Mix half of the 6-carboxy-3-ethoxy-2-trans-styryl-chromone, lactose and cornstarch. Then open the mixture
Pass through a 0.5mm sieve. Suspend cornstarch (18 g) in hot water (180 ml). The resulting paste is used to granulate the powder. Dry the granules and open them
Grind with a sieve having 1.4 mm. remaining starch,
Add talc and magnesium stearate, mix carefully and tablet using 8 mm diameter tableting material.

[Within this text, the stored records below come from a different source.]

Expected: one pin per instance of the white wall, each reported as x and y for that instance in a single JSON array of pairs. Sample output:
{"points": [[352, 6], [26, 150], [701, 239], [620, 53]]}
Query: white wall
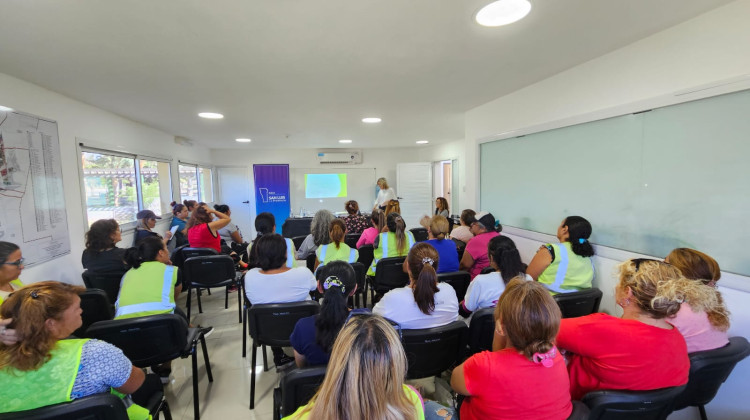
{"points": [[77, 120], [707, 49]]}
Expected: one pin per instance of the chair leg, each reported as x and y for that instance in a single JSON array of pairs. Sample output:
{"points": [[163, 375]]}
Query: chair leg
{"points": [[252, 375]]}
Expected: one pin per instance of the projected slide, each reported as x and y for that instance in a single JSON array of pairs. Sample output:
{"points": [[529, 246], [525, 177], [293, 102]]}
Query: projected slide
{"points": [[325, 185]]}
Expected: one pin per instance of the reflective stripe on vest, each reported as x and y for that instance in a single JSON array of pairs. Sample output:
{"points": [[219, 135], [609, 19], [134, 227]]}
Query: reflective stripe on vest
{"points": [[164, 305]]}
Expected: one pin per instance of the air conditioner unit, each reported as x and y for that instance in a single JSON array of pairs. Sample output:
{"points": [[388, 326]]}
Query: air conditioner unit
{"points": [[340, 158]]}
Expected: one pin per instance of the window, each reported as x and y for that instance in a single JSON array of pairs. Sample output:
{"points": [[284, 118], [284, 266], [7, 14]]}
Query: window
{"points": [[196, 183], [114, 189]]}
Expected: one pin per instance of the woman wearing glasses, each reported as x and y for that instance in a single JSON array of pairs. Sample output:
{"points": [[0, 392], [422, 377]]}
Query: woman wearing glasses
{"points": [[10, 270], [639, 351]]}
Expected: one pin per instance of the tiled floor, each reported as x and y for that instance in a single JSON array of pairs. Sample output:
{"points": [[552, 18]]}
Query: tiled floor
{"points": [[228, 397]]}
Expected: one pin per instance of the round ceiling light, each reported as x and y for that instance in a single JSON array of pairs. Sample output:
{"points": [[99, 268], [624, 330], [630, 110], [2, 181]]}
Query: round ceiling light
{"points": [[211, 115], [503, 12]]}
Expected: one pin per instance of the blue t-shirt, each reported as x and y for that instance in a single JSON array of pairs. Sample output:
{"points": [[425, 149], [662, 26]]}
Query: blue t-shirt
{"points": [[303, 342], [448, 254]]}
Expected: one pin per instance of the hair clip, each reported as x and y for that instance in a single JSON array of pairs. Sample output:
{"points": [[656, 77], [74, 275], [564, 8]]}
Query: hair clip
{"points": [[332, 281], [545, 358]]}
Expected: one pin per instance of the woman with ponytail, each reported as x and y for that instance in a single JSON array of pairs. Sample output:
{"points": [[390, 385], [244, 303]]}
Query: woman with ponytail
{"points": [[566, 266], [313, 336], [639, 351], [423, 303], [524, 376], [438, 238], [396, 242], [336, 250], [486, 289]]}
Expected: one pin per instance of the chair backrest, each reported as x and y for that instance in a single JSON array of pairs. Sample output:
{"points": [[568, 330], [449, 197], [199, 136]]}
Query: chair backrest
{"points": [[389, 274], [481, 330], [420, 234], [351, 239], [459, 280], [430, 351], [209, 270], [581, 303], [298, 386], [109, 282], [272, 323], [95, 307], [147, 340], [366, 255], [103, 406], [709, 369], [627, 405]]}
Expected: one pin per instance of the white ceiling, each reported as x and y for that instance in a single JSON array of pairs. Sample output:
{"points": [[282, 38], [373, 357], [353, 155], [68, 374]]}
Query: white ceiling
{"points": [[302, 73]]}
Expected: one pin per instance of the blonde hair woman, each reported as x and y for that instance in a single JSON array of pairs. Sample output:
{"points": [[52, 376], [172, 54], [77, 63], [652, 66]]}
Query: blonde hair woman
{"points": [[365, 377]]}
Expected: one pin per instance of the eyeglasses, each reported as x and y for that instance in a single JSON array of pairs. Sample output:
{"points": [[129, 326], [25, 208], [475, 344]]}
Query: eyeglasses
{"points": [[16, 263]]}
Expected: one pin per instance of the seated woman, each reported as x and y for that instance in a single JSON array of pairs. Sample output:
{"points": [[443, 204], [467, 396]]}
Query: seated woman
{"points": [[318, 234], [365, 377], [639, 351], [265, 223], [203, 229], [271, 281], [313, 336], [475, 257], [567, 266], [396, 242], [11, 265], [462, 232], [146, 221], [377, 220], [702, 319], [102, 254], [337, 250], [423, 303], [44, 368], [437, 233], [355, 222], [486, 289], [179, 218], [524, 376]]}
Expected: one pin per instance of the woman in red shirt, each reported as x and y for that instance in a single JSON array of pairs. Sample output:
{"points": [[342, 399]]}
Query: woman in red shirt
{"points": [[203, 229], [524, 377], [638, 351]]}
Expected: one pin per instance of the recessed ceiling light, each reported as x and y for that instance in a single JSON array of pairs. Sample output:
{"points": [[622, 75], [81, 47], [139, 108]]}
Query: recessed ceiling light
{"points": [[503, 12], [211, 115]]}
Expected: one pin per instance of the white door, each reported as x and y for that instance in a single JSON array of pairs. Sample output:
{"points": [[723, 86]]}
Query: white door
{"points": [[235, 190], [414, 189]]}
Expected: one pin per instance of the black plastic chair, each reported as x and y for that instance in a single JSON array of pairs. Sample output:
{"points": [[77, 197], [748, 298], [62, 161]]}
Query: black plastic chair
{"points": [[205, 272], [459, 280], [156, 339], [431, 351], [708, 370], [581, 303], [627, 405], [109, 282], [481, 330], [389, 275], [420, 234], [296, 389], [271, 325], [94, 308], [351, 239]]}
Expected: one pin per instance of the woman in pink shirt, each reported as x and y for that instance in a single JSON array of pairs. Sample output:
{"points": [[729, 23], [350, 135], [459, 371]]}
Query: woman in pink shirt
{"points": [[702, 319]]}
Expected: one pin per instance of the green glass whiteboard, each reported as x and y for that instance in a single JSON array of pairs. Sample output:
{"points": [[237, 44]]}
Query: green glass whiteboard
{"points": [[677, 176]]}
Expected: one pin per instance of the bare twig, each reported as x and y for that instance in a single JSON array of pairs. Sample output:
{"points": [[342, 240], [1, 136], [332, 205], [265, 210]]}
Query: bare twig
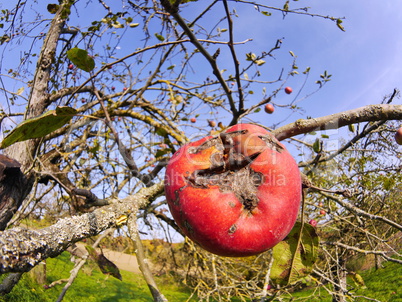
{"points": [[22, 248], [334, 121]]}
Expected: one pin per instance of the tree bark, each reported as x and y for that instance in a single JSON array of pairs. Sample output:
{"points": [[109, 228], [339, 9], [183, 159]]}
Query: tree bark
{"points": [[22, 249], [15, 188]]}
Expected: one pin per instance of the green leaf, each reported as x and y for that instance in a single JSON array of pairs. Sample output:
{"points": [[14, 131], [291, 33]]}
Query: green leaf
{"points": [[39, 126], [81, 59], [295, 256]]}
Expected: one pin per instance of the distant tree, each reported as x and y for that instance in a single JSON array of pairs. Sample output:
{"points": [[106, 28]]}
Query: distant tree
{"points": [[98, 95]]}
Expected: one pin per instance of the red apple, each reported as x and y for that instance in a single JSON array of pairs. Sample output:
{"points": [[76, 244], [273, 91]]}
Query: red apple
{"points": [[398, 136], [235, 194], [211, 123], [269, 108], [313, 222], [288, 90]]}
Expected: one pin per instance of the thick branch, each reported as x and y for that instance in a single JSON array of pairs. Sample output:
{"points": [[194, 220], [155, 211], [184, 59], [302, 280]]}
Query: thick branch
{"points": [[21, 249], [338, 120]]}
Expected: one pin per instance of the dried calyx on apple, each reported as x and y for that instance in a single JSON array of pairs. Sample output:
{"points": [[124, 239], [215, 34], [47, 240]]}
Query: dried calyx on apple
{"points": [[235, 194]]}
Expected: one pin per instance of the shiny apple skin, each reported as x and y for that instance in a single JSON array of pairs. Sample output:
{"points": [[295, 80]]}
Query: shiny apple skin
{"points": [[216, 218]]}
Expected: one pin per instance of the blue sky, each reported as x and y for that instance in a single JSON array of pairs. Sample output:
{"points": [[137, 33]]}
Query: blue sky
{"points": [[365, 61]]}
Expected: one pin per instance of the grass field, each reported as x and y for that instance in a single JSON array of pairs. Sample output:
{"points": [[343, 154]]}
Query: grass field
{"points": [[92, 286]]}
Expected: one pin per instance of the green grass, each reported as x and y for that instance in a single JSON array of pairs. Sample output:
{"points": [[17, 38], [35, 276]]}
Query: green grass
{"points": [[384, 285], [91, 286]]}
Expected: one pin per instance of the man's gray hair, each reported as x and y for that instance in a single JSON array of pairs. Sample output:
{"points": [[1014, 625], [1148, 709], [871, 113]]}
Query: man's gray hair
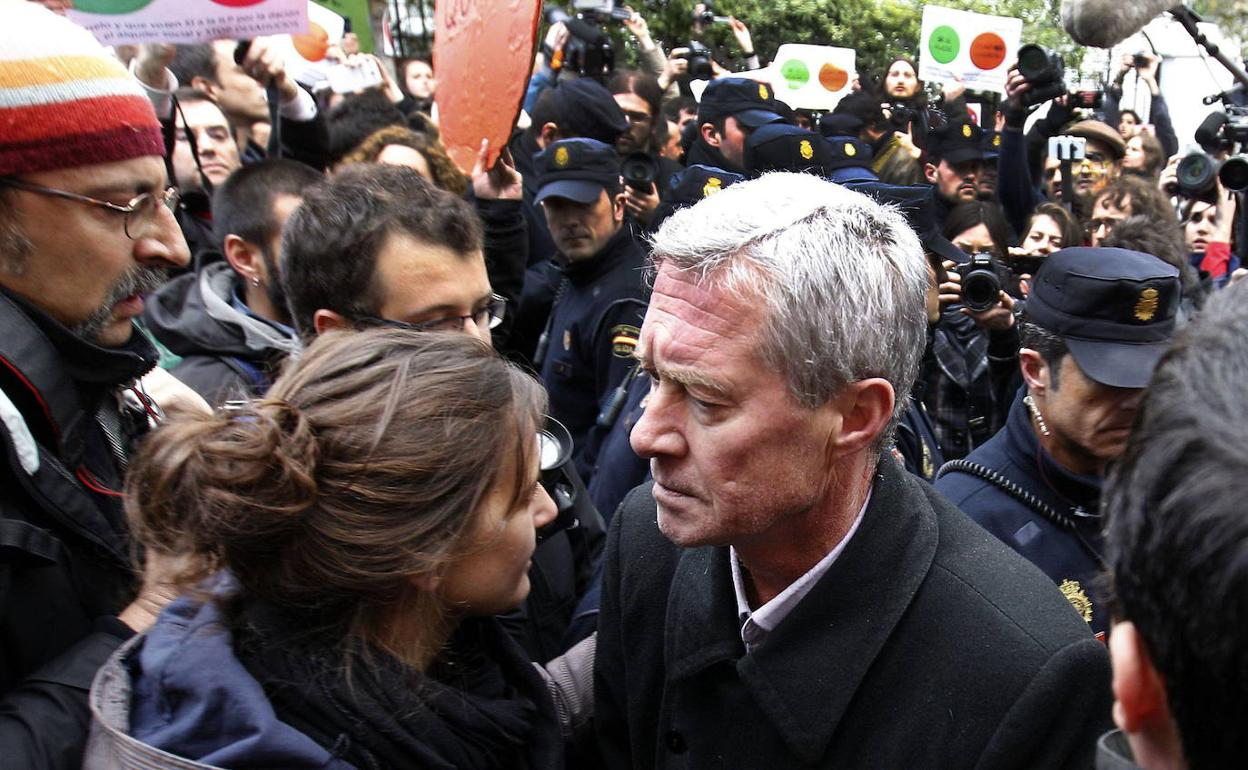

Example 9 Aerosol formulation 6-carboxy-3-ethoxy-2-trans-
Styryl-chromone 2% Ethanol 10% Lecithin 0.2% Mixture of dichlorodifluoromethane and dichlortetrafluoromethane (70:30 mixture)
amount to be 100%

Claims (1)

[Claims] 1 formula [In the formula, R represents a hydrogen atom or a _C1 - _C12 -alkyl group, _R1 represents a _C2 - _C4 -alkyl group, and _R3 is a group: (Each of R ₆ and R ₇ is independently a hydrogen atom and a group -
(O) _o −R ₈ (in the formula, n represents 0 or 1, R ₈ is C ₁ ~
represents a C ₄ -alkyl group, the alkyl group being unsubstituted or substituted by one or more C ₁ -C ₂ -alkoxy groups or hydroxy groups) or a pharmaceutically acceptable salt thereof. 2 formula: [In the formula, R represents a hydrogen atom or a _C1 - _C6 -alkyl group, _R1 represents an ethyl group or a propyl group, and _R3 is substituted with one or two methyl, ethyl, or methoxy groups. 2. The compound according to claim 1, or a pharmaceutically acceptable salt thereof, wherein the vinyl moiety thereof has a trans configuration. 3 6-carboxy-3-ethoxy-2-trans-styryl-chromone, 6-carboxy-3-
is a compound selected from the group of ethoxy-2-trans-(2'-methyl-styryl)-chromones,
A compound according to claim 1 or a pharmaceutically acceptable salt thereof. 4 formula: [In the formula, R represents a hydrogen atom or a _C1 - _C12 -alkyl group, _R1 represents a _C2 - _C4 -alkyl group, and _R3 is a group: (Each of R ₆ and R ₇ is independently a hydrogen atom and a group -
(O) _o −R ₈ (in the formula, n represents 0 or 1, R ₈ is C ₁ ~
represents a C ₄ -alkyl group, the alkyl group being unsubstituted or substituted by one or more C ₁ -C ₂ -alkoxy groups or hydroxy groups) In producing a compound of the formula () or a pharmaceutically acceptable salt thereof, the formula (): A compound of the formula (in which R and R ₁ represent the above) is reacted with an aldehyde of the formula (): OHC-R ₃ () [in the formula, R ₃ represents the above] to obtain the formula () wherein the vinyl moiety has a trans configuration], optionally converting the compound of formula () into another compound of formula () by known methods, and/or optionally converting a compound of formula () into a pharmaceutically acceptable salt, and/or optionally converting the salt into the free compound, and/or optionally separating a mixture of isomers into single isomers; Replacement 2 characterized by
-Production method of vinyl chromone. 5 Formula: [In the formula, R represents a hydrogen atom or a _C1 - _C12 -alkyl group, _R1 represents a _C2 - _C4 -alkyl group, and _R3 is a group: (Each of R ₆ and R ₇ is independently a hydrogen atom and a group -
(O) _o −R ₈ (in the formula, n represents 0 or 1, R ₈ is C ₁ ~
represents a C ₄ -alkyl group, the alkyl group being unsubstituted or substituted by one or more C ₁ -C ₂ -alkoxy groups or hydroxy groups) To obtain a compound of the formula () or a pharmaceutically acceptable salt thereof, the formula (): A compound of formula (2) in which R and R ₃ are as defined above is alkylated to obtain a compound of formula () and/or optionally a compound of formula () is prepared by known methods to obtain a compound of formula ( ), and/or optionally converting the compound of formula () into a pharmaceutically acceptable salt, and/or optionally converting the salt into the free compound, and/or or, as the case may be, a process for the preparation of substituted 2-vinyl-chromones, characterized in that a mixture of isomers is separated into single isomers. 6 Formula: [In the formula, R represents a hydrogen atom or a _C1 - _C12 -alkyl group, _R1 represents a _C2 - _C4 -alkyl group, and _R3 is a group: (Each of R ₆ and R ₇ is independently a hydrogen atom and a group -
(O) _o −R ₈ (in the formula, n represents 0 or 1, R ₈ is C ₁ ~
represents a C ₄ -alkyl group, the alkyl group being unsubstituted or substituted by one or more C ₁ -C ₂ -alkoxy groups or hydroxy groups) or a pharmaceutically acceptable salt thereof; and a pharmaceutically acceptable excipient and/or diluent.